What a clinician should do after calculating the score
After using a 4T score calculator, the next step depends on the score and the patient’s stability:
- Low score: reassess for sepsis, drug-induced thrombocytopenia, DIC, dilutional causes, postoperative effects, or marrow disorders.
- Intermediate score: stop heparin exposure, order HIT testing, and evaluate whether alternative anticoagulation is appropriate.
- High score: act promptly to avoid ongoing heparin exposure, assess for thrombotic complications, and seek specialist input.
Clinicians also need to remember that “stop heparin” means all heparin products, including flushes and coated devices when relevant. Documentation should be updated clearly to prevent accidental re-exposure while the evaluation is ongoing.

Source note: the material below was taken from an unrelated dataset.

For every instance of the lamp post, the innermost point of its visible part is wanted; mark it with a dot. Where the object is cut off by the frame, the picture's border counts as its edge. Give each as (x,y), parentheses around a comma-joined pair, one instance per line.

Important limitations and best-practice advice
The 4T score is not a diagnosis. It does not replace hematology consultation, institution-specific HIT pathways, or laboratory confirmation. It should also never be the sole basis for anticoagulation decisions in unstable patients with major bleeding risk. Best practice is to combine the score with trending platelet counts, objective imaging for thrombosis when indicated, and the right laboratory strategy.
If you use a calculator like the one above, think of it as an organized clinical checklist. It improves consistency, supports communication between teams, and can reduce both overtesting and undertreatment. But the score only performs as well as the clinical data entered into it.
Authoritative resources
For readers who want deeper evidence and official clinical context, these sources are especially useful:
- NCBI Bookshelf: Heparin-Induced Thrombocytopenia
- National Library of Medicine review discussing predictive value of the 4Ts score
- American Society of Hematology educational guidance
Bottom line
The 4T score calculator is one of the most practical tools for evaluating suspected HIT. Its greatest strength is ruling out HIT when the score is low. Intermediate and high scores should trigger more careful evaluation, heparin avoidance, and appropriate testing, not overconfidence. Used properly, the score can improve patient safety, reduce unnecessary testing, and help clinicians respond quickly when HIT is truly possible.